To be or not to be a trivia question, that is the question Parveez Rasool is now faced with. I can just see the question framing itself: when India won a bilateral ODI series 5-0 for the first time overseas, who was the only member of the squad to not get a game?
It would be ironic, of course, given that Rasool is already a piece of trivia because of where he comes from. He was an instant topic of discussion.
Top scorer and top wicket taker for Jammu & Kashmir in the 2012-13 Ranji Trophy, he is a perfectly decent batsman and bowler, the second of which he proved with a spell of 7 for 45 against the visiting Australians, representing Board President's XI earlier this year.
He has been on the periphery of the national team ever since, but one must ask if he deserves to be in the team itself. Under normal circumstances, with R Ashwin the first choice, Pragyan Ojha and Amit Mishra around, and Ravindra Jadeja, well, being Ravindra Jadeja, it's unlikely Rasool would have earned himself a blue shirt right now. It's incidental that India had a tour of Zimbabwe scheduled and equally incidental that a number of first team regulars were rested for it. So Rasool shouldn't really feel hard-done-by. (Nor should Omar Abdullah, for that matter). Unless Rasool looks at Mohit Sharma and asks: what's he got that I ain't?
Now I am not saying that he should definitely have been picked in the playing XI, but this would be a fair question, you know. After all, with the series in the bag at 3-0 and then 4-0, Mishra, or even Jadeja, could have made way for Rasool.
But it's a tricky debate. Should India caps be handed out so easily? If you point to Mohit, irrespective of what he did after getting a go, the discussion is over. Otherwise, the answer must really be 'no'. Even if it was against Zimbabwe.
Which brings us to the second question, something that a lot of people have mentioned: what is the point of selecting players like Rasool against Zimbabwe if they are not going to get a chance? But then again, what could the selectors possibly learn about Rasool by watching him bowl against Zimbabwe, who have looked totally ill-equipped as a batting unit in the series?

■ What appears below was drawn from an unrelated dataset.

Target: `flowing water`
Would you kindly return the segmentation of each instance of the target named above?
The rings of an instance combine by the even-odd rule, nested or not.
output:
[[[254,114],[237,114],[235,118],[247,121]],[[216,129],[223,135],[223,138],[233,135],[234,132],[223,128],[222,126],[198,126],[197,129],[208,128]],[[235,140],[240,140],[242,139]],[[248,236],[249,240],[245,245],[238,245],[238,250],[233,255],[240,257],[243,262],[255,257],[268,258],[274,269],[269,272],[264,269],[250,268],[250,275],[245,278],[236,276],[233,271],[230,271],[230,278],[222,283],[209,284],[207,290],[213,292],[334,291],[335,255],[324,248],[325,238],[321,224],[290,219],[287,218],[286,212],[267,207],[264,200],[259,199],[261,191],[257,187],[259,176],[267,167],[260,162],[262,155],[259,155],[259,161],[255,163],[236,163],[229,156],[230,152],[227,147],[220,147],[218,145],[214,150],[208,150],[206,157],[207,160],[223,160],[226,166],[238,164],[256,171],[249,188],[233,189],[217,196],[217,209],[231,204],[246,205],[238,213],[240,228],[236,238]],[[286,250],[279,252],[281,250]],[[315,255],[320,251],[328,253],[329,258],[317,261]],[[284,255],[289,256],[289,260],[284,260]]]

Truth is that Rasool, despite his obvious all-round talent, is some distance away from India Standard at the moment. He's just 24. He has time. If the Zimbabwe experience pulls him down, it will be unfortunate. But if he can put together all that he has done so far, add the plusses of spending time with the Indian team to it and build on it, he might just have what it takes to become an allrounder that Indian cricket can take seriously in the months and years to come.
At the moment, Rasool is just a footnote, that trivia question. It is up to him to prove that he can be more than just that.